Section on Functional Imaging Methods, Laboratory of Brain and Cognition, National Institute of Mental Health, Bldg 10, Rm 1D80, 10 Center Dr MSC 1148, Bethesda, MD 20892-1148, USA.
Neuroimage. 2012 Nov 15;63(3):1712-9. doi: 10.1016/j.neuroimage.2012.06.078. Epub 2012 Jul 14.
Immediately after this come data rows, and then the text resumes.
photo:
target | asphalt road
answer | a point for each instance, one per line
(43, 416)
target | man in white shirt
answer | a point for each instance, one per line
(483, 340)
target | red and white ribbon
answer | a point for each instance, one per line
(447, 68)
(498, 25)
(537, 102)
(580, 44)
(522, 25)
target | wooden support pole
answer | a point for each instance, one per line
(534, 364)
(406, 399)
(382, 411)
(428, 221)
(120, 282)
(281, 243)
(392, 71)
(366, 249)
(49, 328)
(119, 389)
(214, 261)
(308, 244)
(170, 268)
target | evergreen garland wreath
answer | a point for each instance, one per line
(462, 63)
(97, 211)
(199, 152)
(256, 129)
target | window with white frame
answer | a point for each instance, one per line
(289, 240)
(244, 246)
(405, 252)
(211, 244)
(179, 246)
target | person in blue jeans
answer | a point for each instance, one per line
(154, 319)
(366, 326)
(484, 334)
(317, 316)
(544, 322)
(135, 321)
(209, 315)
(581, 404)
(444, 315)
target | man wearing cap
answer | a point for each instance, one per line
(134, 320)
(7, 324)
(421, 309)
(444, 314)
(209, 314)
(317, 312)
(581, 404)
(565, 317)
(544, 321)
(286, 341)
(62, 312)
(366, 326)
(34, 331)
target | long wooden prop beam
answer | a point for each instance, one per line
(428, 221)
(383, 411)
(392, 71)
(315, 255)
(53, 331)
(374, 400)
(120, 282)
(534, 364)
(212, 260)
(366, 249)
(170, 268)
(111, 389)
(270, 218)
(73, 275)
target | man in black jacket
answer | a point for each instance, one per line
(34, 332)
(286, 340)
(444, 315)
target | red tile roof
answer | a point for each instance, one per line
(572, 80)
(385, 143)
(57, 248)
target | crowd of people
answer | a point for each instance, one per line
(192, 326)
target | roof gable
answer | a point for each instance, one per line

The first two decades of brain research using fMRI have been dominated by studies that measure signal changes in response to a presented task. A rapidly increasing number of studies are showing that consistent activation maps appear by assessment of signal correlations during time periods in which the subjects were not directed to perform any specific task (i.e. "resting state correlations"). Even though neural interactions can happen on much shorter time scales, most "resting state" studies assess these temporal correlations over a period of about 5 to 10 min. Here we investigate how these temporal correlations change on a shorter time scale. We examine changes in brain correlations to the posterior cingulate cortex (PCC) across a 10-minute scan. We show: (1) fMRI correlations fluctuate over time, (2) these fluctuations can be periodic, and (3) correlations between the PCC and other brain regions fluctuate at distinct frequencies. While the precise frequencies of correlation fluctuations vary across subjects and runs, it is still possible to parse brain regions and combinations of brain regions based on fluctuation frequency differences. To evaluate the potential biological significance of these empirical observations, we then use synthetic time series data with identical amplitude spectra, but randomized phase to show that similar effects can still appear even if the timing relationships between voxels are randomized. This implies that observed correlation fluctuations could occur between regions with distinct amplitude spectra, whether or not there are dynamic changes in neural connectivity between such regions. As more studies of brain connectivity dynamics appear, particularly studies using correlation as a key metric, it is vital to better distinguish true neural connectivity dynamics from connectivity fluctuations that are inherently part of this method. Our results also highlight the rich information in the power spectra of fMRI data that can be used to parse brain regions.
使用 fMRI 进行的大脑研究的头二十年主要集中在测量对呈现任务的反应的信号变化的研究上。越来越多的研究表明,在没有指示受试者执行任何特定任务的时间段(即“静息状态相关性”)内,通过评估信号相关性,可以出现一致的激活图。尽管神经相互作用可以在更短的时间尺度上发生,但大多数“静息状态”研究评估这些时间相关性的时间跨度约为 5 到 10 分钟。在这里,我们研究这些时间相关性如何在更短的时间尺度上发生变化。我们检查了在后扣带皮层(PCC)上的脑相关性在 10 分钟扫描过程中的变化。我们表明:(1)fMRI 相关性随时间波动,(2)这些波动可以是周期性的,(3)PCC 与其他脑区之间的相关性以不同的频率波动。虽然相关性波动的精确频率因受试者和运行而异,但仍然可以根据波动频率的差异来解析脑区和脑区的组合。为了评估这些经验观察的潜在生物学意义,我们然后使用具有相同幅度谱但相位随机化的合成时间序列数据来表明,即使在体素之间的时间关系随机化的情况下,仍然可以出现类似的效果。这意味着即使在这些区域之间没有神经连接性的动态变化,观察到的相关性波动也可能发生在具有不同幅度谱的区域之间。随着越来越多的大脑连接动力学研究出现,特别是使用相关性作为关键指标的研究,更好地区分真正的神经连接动力学与固有地属于该方法的连接波动至关重要。我们的结果还突出了 fMRI 数据的功率谱中可以用于解析脑区的丰富信息。